Şiddetle Mücadele Ağı Bileşenleri, Diyarbakır Adliyesi önünde toplanarak cezaevinde “demans” teşhisi konulan hasta tutuklu Aysel Tuğluk nezdinde tüm hasta tutsaklara ilişkin açıklama yaptı. Açıklamada, “Aysel Tuğluk’un mevcut sağlık durumunu kapsamlı bir şekilde incelenmesi ve buna yönelik bir rapor hazırlanması gerekirken kamuoyu yanıltılmıştır” denildi.
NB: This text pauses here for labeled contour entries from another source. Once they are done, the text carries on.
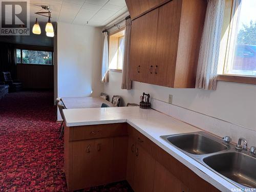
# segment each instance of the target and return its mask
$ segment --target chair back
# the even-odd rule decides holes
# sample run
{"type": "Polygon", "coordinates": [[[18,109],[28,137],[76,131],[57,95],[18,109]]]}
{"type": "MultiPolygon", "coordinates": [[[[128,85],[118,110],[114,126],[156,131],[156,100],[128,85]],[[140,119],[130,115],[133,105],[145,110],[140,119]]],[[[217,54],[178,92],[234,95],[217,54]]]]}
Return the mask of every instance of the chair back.
{"type": "Polygon", "coordinates": [[[121,97],[119,95],[114,95],[112,97],[112,102],[111,102],[113,104],[116,106],[119,106],[120,101],[121,100],[121,97]]]}
{"type": "Polygon", "coordinates": [[[2,75],[3,75],[3,80],[5,81],[12,80],[12,76],[11,75],[11,73],[2,72],[2,75]]]}
{"type": "Polygon", "coordinates": [[[126,104],[126,106],[139,106],[139,105],[136,103],[128,103],[126,104]]]}
{"type": "Polygon", "coordinates": [[[58,102],[58,104],[57,104],[57,105],[58,105],[58,108],[59,109],[59,113],[60,113],[61,118],[62,118],[63,120],[64,120],[65,117],[64,117],[64,114],[63,113],[63,110],[65,109],[65,106],[64,106],[64,104],[63,104],[61,101],[59,101],[58,102]]]}
{"type": "Polygon", "coordinates": [[[106,94],[105,93],[100,93],[100,97],[101,97],[102,99],[106,100],[108,101],[109,101],[110,100],[110,96],[108,94],[106,94]]]}
{"type": "Polygon", "coordinates": [[[101,108],[109,108],[110,106],[108,105],[106,103],[102,103],[101,104],[101,108]]]}

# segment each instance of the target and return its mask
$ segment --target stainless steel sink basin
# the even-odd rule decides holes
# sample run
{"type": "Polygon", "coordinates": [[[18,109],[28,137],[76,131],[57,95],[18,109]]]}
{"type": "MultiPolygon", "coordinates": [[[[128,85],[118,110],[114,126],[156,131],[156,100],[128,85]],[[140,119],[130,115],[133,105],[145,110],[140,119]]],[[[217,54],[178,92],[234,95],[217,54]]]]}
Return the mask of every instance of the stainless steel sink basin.
{"type": "Polygon", "coordinates": [[[234,152],[209,156],[203,161],[228,179],[244,186],[256,188],[256,158],[234,152]]]}
{"type": "Polygon", "coordinates": [[[204,132],[161,136],[178,148],[195,155],[208,154],[227,148],[226,145],[216,141],[211,135],[204,132]]]}

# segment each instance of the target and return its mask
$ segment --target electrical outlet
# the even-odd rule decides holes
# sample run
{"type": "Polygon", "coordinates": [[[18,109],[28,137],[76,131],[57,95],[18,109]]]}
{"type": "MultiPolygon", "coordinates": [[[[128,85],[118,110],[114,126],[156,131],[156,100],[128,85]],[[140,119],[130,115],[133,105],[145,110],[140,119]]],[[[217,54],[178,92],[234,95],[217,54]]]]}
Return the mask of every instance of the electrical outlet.
{"type": "Polygon", "coordinates": [[[173,95],[169,95],[168,103],[170,104],[173,103],[173,95]]]}

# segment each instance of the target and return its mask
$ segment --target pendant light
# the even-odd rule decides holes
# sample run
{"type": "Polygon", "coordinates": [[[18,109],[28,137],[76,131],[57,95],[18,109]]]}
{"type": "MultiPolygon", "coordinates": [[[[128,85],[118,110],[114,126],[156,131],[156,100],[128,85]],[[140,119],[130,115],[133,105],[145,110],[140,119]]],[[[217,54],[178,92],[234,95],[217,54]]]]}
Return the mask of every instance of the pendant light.
{"type": "Polygon", "coordinates": [[[47,36],[48,37],[53,37],[54,36],[54,32],[52,32],[52,33],[46,32],[46,36],[47,36]]]}
{"type": "Polygon", "coordinates": [[[40,35],[41,34],[41,29],[40,28],[38,22],[37,21],[37,17],[36,17],[35,19],[35,25],[33,26],[32,32],[33,33],[37,35],[40,35]]]}
{"type": "Polygon", "coordinates": [[[48,22],[46,24],[46,32],[47,34],[48,33],[53,33],[53,26],[52,26],[52,23],[51,22],[50,16],[48,17],[48,22]]]}

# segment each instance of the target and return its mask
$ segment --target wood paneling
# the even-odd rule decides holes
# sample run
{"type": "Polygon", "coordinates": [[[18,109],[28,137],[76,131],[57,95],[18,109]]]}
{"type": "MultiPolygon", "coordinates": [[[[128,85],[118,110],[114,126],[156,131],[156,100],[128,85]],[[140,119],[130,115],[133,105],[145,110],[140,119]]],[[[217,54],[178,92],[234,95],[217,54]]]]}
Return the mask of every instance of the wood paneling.
{"type": "Polygon", "coordinates": [[[206,7],[206,1],[182,0],[174,88],[195,88],[206,7]]]}
{"type": "Polygon", "coordinates": [[[125,0],[132,19],[169,1],[170,0],[125,0]]]}
{"type": "Polygon", "coordinates": [[[159,8],[154,83],[174,86],[182,1],[173,0],[159,8]]]}
{"type": "Polygon", "coordinates": [[[53,66],[18,64],[17,77],[25,89],[53,89],[53,66]]]}

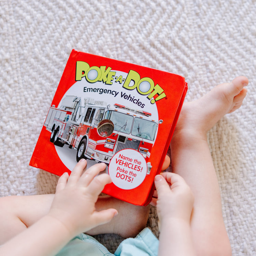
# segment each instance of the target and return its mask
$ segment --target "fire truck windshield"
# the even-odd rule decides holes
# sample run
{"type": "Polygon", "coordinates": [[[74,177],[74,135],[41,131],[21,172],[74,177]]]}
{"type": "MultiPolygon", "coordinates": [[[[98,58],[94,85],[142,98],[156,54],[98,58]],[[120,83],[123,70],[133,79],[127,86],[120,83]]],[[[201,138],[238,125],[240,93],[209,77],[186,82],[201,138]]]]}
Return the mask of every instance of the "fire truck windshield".
{"type": "Polygon", "coordinates": [[[155,122],[139,117],[135,117],[133,121],[132,116],[113,110],[106,111],[104,119],[111,120],[114,124],[114,130],[118,132],[129,134],[131,130],[134,136],[152,141],[155,139],[157,127],[155,122]]]}
{"type": "Polygon", "coordinates": [[[143,139],[154,140],[157,127],[157,124],[155,122],[135,117],[131,130],[131,134],[132,135],[143,139]]]}
{"type": "Polygon", "coordinates": [[[113,122],[114,130],[127,134],[131,132],[133,119],[131,116],[113,110],[108,110],[105,114],[104,119],[109,119],[113,122]]]}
Şiddetle Mücadele Ağı Bileşenleri, 2016 yılından bu yana tutuklu olan, cezaevinde demans hastalığına yakalanan HDP eski milletvekili Aysel Tuğluk nezdinde tüm hasta tutsaklara ilişkin Diyarbakır Adliyesi önünde bir araya gelerek basın açıklaması yaptı.
Cezaevinde yaşanan hak ihlallerinin başında sağlık hakkı ihlalinin geldiği,sağlık hizmetine erişimin engellendiği, hasta mahpusların sağlık ve yaşam hakkının sistematik bir şekilde ihlal edildiği ve durumun son bulması için başta Aysel Tuğluk olmak üzere tüm hasta tutsakların ceza infazının hastalığı süresince geri bırakılması çağrısında bulunuldu.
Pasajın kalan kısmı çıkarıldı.